Selfdriving cars could be the search engine for the physical world.

If you look at it that way, it is totally understandable why Google is investing so heavily in their selfdriving cars.

Places are coming to us

There are two big reasons why we hop into a car right now: 1. to get our bodies to a different place we have to be; and 2. to pick up something we need.

This second reason will shift dramatically. Why would we ourselves go someplace, just to pick something up and bring it back to our homes, the place we already are? Why would we go to a retail store or shopping mall, just to carry groceries back to our home?

Instead of us going to places, places will come to us.

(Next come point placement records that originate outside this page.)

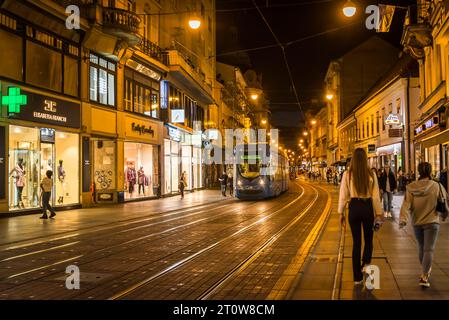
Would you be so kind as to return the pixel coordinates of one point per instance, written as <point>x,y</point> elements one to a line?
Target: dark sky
<point>242,28</point>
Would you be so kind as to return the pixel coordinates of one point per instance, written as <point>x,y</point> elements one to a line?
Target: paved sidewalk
<point>22,228</point>
<point>395,253</point>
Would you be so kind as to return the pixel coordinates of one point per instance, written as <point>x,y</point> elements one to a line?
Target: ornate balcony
<point>417,33</point>
<point>123,24</point>
<point>151,49</point>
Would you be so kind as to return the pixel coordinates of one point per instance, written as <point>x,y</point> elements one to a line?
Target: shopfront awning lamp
<point>14,100</point>
<point>349,9</point>
<point>194,23</point>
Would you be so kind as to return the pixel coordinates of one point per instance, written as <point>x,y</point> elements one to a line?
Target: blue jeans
<point>387,199</point>
<point>426,235</point>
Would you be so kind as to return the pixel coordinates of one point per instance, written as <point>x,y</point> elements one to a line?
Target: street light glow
<point>349,10</point>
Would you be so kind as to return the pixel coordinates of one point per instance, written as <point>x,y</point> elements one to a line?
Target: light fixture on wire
<point>194,23</point>
<point>349,9</point>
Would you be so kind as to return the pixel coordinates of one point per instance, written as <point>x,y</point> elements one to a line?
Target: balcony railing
<point>151,49</point>
<point>117,18</point>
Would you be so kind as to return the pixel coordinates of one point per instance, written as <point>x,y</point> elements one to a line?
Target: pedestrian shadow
<point>361,293</point>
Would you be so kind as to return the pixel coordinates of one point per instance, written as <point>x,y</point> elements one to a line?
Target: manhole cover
<point>323,258</point>
<point>88,277</point>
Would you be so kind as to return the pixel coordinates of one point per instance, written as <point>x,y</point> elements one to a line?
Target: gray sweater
<point>421,201</point>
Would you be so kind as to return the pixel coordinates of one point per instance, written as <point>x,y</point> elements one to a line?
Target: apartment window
<point>398,105</point>
<point>141,94</point>
<point>363,131</point>
<point>102,80</point>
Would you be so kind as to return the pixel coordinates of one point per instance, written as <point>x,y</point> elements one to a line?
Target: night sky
<point>243,28</point>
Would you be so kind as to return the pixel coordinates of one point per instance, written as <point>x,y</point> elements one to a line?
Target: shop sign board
<point>142,129</point>
<point>395,133</point>
<point>24,105</point>
<point>47,135</point>
<point>175,134</point>
<point>393,119</point>
<point>2,162</point>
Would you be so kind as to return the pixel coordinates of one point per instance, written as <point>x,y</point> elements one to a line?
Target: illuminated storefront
<point>41,133</point>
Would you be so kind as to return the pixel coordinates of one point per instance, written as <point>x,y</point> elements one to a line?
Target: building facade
<point>115,108</point>
<point>425,38</point>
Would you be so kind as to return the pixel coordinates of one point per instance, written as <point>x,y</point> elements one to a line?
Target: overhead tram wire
<point>287,44</point>
<point>284,55</point>
<point>282,5</point>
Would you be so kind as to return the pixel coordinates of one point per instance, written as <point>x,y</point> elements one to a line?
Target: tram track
<point>178,264</point>
<point>237,270</point>
<point>77,257</point>
<point>107,226</point>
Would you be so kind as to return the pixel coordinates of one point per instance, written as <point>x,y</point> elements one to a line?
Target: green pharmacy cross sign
<point>14,100</point>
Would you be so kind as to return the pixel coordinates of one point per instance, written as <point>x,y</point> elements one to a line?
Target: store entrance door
<point>48,163</point>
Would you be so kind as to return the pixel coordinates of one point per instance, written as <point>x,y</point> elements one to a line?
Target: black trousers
<point>46,196</point>
<point>361,216</point>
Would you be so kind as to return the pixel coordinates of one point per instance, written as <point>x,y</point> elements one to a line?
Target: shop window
<point>44,67</point>
<point>34,151</point>
<point>66,172</point>
<point>141,170</point>
<point>104,165</point>
<point>11,58</point>
<point>102,80</point>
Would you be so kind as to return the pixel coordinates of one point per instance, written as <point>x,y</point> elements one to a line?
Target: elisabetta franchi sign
<point>48,110</point>
<point>2,162</point>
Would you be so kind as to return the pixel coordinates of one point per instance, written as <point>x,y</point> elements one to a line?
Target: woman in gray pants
<point>420,204</point>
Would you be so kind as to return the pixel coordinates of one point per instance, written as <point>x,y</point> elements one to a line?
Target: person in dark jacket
<point>388,185</point>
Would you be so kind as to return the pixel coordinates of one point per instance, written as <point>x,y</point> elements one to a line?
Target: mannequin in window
<point>35,182</point>
<point>61,180</point>
<point>19,175</point>
<point>142,180</point>
<point>131,177</point>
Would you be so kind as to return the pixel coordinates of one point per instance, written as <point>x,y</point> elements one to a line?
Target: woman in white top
<point>359,188</point>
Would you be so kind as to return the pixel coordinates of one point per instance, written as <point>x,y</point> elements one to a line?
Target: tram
<point>260,172</point>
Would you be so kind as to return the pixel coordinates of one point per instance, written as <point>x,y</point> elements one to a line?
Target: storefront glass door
<point>33,152</point>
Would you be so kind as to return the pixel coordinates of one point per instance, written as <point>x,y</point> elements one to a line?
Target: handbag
<point>442,204</point>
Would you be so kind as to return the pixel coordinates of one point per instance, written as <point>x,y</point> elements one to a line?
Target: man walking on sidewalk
<point>388,185</point>
<point>46,187</point>
<point>421,204</point>
<point>224,181</point>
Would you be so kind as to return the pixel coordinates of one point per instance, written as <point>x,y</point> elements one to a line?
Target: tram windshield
<point>250,171</point>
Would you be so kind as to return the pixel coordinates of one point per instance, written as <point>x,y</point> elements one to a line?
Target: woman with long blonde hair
<point>359,188</point>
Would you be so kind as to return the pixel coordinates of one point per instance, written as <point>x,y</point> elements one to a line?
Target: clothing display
<point>61,180</point>
<point>131,177</point>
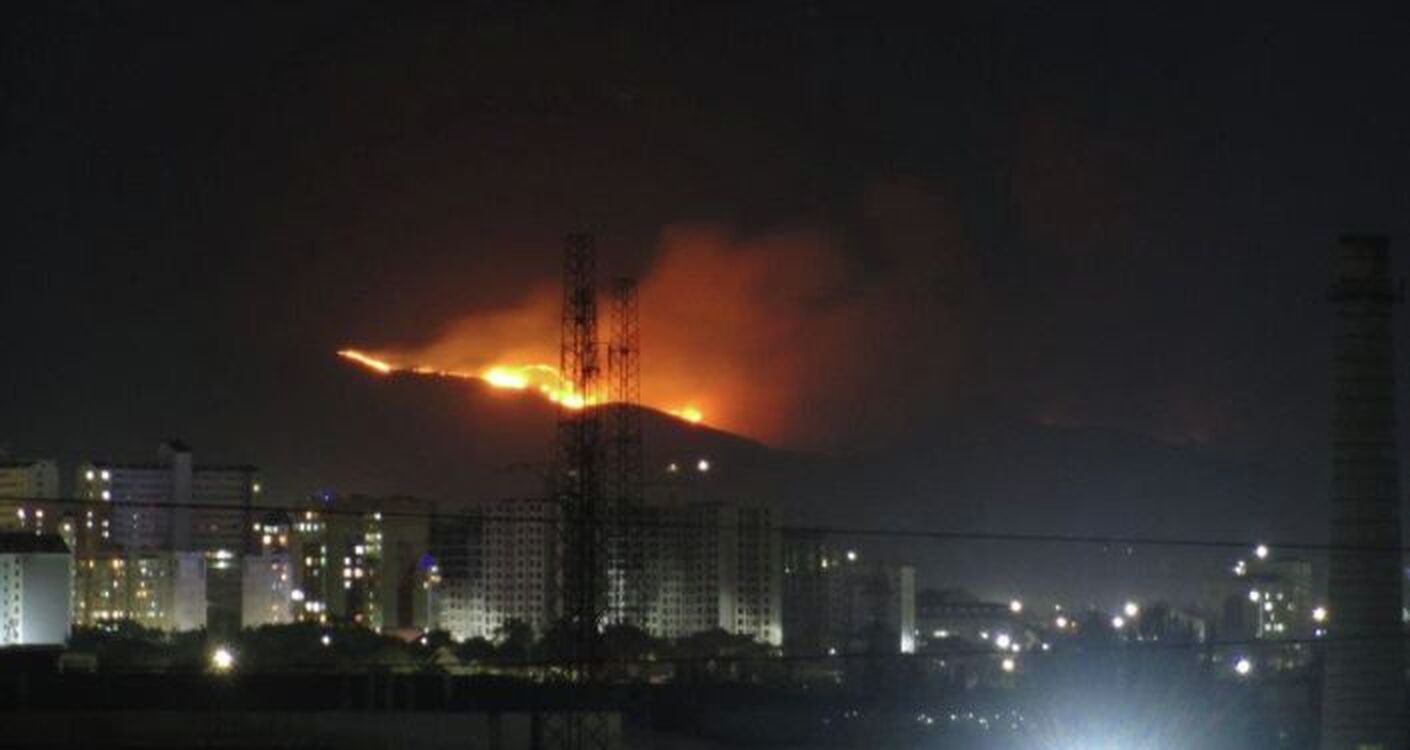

The first datapoints for this future already exist. Of course Uber is a prime example — instead of going to a taxi stand, you call the taxi to the place you are. Instant gratification guaranteed.

Look at what Postmates or Take Eat Easy are doing — they are bringing the restaurant to you. And why would you go to a post office if Shyp can come to you?

Driverless cars will not be limited by the form factor cars have right now — optimised for people transport. They can and will change into the place they are bringing to you.

When I’m cooking, and I need tomatoes, the farm — in the form of a solar powered, selfdriving farm-truck — will come to me and bring me freshly harvested tomatoes. On demand, or even with anticipatory shipping

In a sense this is going back to some older days — when there was a milkman driving around bringing you milk, or an ice cream trolley driving through your neighbourhood in the summer.

Only now they will be ubiquitous and driven by robots and algorithms.

Rethink retail

Retail stores will have to fundamentally alter their way of thinking. It will not do to just be a distribution point for physical goods. Even the biggest advantage of a shop — the feeling of instant gratification — will disappear.

Added value will have to come from something else.